The characteristic and common presentation of diabetic neuropathy is:
Diabetic neuropathy is a common complication of diabetes, so the question is asking about its characteristic presentation. The options are missing, but typical presentations include symptoms like numbness, tingling, and pain in the extremities, often starting in the feet. Autonomic symptoms like orthostatic hypotension or gastroparesis might also be mentioned.
Wait, the correct answer is likely to be symmetric, distal sensory loss, maybe with a stocking-glove distribution. That's classic for diabetic neuropathy. Let me think about the options. If the options were something like A. Asymmetric motor weakness, B. Symmetric sensory loss in a stocking-glove pattern, C. Radicular pain, D. Mononeuropathy, then B would be correct.

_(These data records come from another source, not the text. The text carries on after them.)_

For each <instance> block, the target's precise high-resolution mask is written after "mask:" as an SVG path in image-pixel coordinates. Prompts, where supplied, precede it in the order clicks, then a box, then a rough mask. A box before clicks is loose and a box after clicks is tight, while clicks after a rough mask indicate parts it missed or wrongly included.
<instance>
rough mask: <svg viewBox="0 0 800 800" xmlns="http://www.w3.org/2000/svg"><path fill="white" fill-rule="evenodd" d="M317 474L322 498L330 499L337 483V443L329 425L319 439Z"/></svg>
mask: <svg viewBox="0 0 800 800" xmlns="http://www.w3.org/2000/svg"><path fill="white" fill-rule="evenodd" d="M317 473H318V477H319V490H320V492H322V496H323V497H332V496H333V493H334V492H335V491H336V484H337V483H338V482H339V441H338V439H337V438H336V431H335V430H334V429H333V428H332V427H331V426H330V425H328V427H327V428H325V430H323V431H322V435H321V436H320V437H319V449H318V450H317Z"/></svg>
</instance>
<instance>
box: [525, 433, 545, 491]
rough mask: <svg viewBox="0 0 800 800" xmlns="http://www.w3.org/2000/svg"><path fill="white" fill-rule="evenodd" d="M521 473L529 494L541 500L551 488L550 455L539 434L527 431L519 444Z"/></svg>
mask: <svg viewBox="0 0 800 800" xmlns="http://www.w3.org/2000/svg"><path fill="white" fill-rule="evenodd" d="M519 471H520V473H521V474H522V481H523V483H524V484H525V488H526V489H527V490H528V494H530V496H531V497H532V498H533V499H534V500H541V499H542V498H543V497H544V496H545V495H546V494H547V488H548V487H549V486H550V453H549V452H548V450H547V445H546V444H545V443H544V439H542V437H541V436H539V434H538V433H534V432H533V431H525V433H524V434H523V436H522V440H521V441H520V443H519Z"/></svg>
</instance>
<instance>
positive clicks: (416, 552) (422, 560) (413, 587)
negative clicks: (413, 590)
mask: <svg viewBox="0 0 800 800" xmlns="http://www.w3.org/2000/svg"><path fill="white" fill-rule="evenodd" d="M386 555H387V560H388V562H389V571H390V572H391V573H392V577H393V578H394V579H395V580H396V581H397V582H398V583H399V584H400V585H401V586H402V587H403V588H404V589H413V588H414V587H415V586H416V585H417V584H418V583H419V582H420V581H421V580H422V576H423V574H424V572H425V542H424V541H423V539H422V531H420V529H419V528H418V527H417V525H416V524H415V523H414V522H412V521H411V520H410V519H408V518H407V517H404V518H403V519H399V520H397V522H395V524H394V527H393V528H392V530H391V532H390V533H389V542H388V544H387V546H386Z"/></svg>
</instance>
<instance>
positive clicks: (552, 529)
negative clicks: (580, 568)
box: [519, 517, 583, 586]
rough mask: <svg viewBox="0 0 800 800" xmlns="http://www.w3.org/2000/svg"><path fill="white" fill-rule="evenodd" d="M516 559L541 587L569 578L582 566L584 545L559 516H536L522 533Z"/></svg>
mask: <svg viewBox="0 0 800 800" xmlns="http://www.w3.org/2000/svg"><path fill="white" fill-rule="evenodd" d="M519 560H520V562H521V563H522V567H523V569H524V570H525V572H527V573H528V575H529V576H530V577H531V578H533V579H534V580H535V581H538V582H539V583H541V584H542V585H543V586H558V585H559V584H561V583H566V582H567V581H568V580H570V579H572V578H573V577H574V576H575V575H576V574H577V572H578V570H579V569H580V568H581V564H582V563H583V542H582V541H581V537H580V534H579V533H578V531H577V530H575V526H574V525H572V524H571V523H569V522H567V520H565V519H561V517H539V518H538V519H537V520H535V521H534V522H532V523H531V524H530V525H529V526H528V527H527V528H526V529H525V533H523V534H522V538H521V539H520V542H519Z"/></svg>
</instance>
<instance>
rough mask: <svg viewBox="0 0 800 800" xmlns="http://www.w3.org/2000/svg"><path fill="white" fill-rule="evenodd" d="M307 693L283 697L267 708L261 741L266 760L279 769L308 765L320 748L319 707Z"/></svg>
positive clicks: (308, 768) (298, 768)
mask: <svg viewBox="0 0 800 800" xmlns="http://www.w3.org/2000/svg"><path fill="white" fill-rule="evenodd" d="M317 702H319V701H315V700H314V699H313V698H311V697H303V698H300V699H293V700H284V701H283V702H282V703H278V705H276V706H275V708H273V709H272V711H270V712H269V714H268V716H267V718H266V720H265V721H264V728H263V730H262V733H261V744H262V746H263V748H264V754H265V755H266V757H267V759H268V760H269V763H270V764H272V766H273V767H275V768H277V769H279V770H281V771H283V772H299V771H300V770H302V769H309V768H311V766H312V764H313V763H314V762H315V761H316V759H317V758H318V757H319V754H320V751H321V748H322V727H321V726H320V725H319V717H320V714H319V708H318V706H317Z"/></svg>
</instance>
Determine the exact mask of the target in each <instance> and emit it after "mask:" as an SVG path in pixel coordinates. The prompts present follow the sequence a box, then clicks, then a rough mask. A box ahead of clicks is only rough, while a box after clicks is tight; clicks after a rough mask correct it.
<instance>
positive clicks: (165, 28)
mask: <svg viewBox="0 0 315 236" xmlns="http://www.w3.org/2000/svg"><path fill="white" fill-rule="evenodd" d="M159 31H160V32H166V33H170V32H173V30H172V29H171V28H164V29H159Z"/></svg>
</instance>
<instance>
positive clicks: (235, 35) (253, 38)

The core concept here is that diabetic neuropathy is typically a symmetric, distal sensorimotor polyneuropathy. The pathophysiology involves metabolic factors like hyperglycemia leading to oxidative stress and advanced glycation end products. The correct answer would highlight the symmetric, distal involvement. The incorrect options would be other types of neuropathies, like asymmetric (as in B12 deficiency) or mononeuropathy (like carpal tunnel).
Clinical pearl: Remember that symmetric stocking-glove sensory loss is classic for diabetic neuropathy, and it's a key point for exams. Also, autonomic symptoms can occur, but the question is about characteristic presentation, which is sensory.
**Core Concept**
Diabetic neuropathy is a metabolic complication of diabetes mellitus characterized by **symmetric, distal sensorimotor polyneuropathy**. It primarily affects **small unmyelinated C fibers** and **large myelinated A-beta fibers**, leading to sensory loss, pain, and autonomic dysfunction. Pathogenesis involves hyperglycemia-induced oxidative stress, polyol pathway activation, and advanced glycation end products.
**Why the Correct Answer is Right**
The hallmark presentation is **symmetric, progressive sensory loss in a stocking-glove distribution**, starting in the lower extremities. This reflects damage to **peripheral nerves** due to chronic hyperglycemia. Patients often report **numbness, paresthesias, and burning pain**, with eventual loss of vibratory and proprioceptive sensation. Autonomic involvement may cause **anhidrosis, orthostatic hypotension, or gastroparesis**, but sensory symptoms dominate in early stages.
**Why Each Wrong Option is Incorrect**
**Option A:** *Asymmetric motor weakness* is incorrect. Asymmetric weakness suggests mononeuropathy (e.g., carpal tunnel) or spinal cord lesions, not diabetic neuropathy.
**Option C:** *Radicular pain* is incorrect. Radicular pain (e.g., sciatica) implies nerve root compression, not the diffuse polyneuropathy seen in diabetes.
**Option D:** *Proximal motor weakness* is incorrect. Proximal weakness (e.g., diabetic amyotrophy) occurs in less than 10% of cases and is not the most common presentation.